Otto Preminger (1905-1986) não será propriamente um cineasta esquecido, mas é um facto que, quando revisitamos a paisagem imensa do classicismo de Hollywood, nem sempre reconhecemos a sua importância enquanto produtor/realizador. “Anatomia de um Crime”, agora disponível em streaming, poderá ser uma boa e muito sugestiva porta de entrada no seu universo.
Trata-se um título de 1959, numa altura em que a produção dos grandes estúdios começava a ser marcada pelos efeitos de uma nova (e muito talentosa) geração de realizadores formados no espaço televisivo. Preminger mantém-se, por assim dizer, fiel à tradição, encenando um drama de tribunal, também tradicionalmente centrado na personagem de um advogado que, face à acusação de homicídio do seu cliente, quer fazer prevalecer a verdade — é uma personagem que “encaixa” como uma luva na figura de James Stewart (na altura com 51 anos), um dos actores de Hollywood que mais e melhor encarna uma complexa noção de naturalidade épica.
Seja como for, sobretudo pelas subtilezas com que aborda as relações masculino/feminino, “Anatomia de um Crime” não deixa de ser um filme muito atento às transformações de usos e costumes sociais. Nessa medida, este drama intenso envolve também um elaborado fresco social, reflectindo o “estado das coisas” em finais da década de 50.
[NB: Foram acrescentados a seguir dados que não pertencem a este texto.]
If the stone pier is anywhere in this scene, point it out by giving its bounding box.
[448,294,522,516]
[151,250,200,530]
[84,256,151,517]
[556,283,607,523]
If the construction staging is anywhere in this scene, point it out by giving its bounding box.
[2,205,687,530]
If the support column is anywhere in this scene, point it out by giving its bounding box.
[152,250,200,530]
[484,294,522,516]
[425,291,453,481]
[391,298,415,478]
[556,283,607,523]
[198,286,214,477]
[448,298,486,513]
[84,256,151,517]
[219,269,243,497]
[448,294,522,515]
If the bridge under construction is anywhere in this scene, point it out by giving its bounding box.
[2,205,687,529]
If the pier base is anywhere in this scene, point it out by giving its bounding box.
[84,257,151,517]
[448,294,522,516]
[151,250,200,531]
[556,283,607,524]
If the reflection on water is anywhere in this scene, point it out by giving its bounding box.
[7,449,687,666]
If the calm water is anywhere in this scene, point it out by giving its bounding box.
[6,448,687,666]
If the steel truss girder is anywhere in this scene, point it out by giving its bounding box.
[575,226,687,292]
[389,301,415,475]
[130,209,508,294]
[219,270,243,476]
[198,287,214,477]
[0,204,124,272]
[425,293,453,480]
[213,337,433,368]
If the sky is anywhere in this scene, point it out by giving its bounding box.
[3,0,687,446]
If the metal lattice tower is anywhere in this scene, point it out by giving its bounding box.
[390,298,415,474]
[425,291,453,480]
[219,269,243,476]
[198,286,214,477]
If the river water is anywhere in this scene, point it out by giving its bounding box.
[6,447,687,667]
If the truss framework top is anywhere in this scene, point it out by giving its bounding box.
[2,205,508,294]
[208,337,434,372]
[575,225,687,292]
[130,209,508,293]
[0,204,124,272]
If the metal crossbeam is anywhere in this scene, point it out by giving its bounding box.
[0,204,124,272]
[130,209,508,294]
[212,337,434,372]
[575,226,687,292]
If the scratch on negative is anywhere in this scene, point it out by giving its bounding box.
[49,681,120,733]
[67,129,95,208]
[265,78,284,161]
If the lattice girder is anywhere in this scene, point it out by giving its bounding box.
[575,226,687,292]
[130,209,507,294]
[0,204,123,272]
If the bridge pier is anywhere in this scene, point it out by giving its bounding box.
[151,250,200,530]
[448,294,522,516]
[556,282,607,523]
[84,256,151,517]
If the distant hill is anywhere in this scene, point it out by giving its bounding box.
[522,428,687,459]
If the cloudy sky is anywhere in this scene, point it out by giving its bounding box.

Para lá da excelência do elenco — que inclui ainda, entre outros, Lee Remick, Ben Gazzara, Eve Arden e George C. Scott —, Preminger conta com um notável leque de colaboradores, sendo “obrigatório” destacar dois nomes: Saul Bass, responsável pelo genérico de abertura, e Duke Ellington, compositor da banda sonora original — as suas contribuições podem ser devidamente apreciadas nesta espectacular abertura [video] de “Anatomia de um Crime”.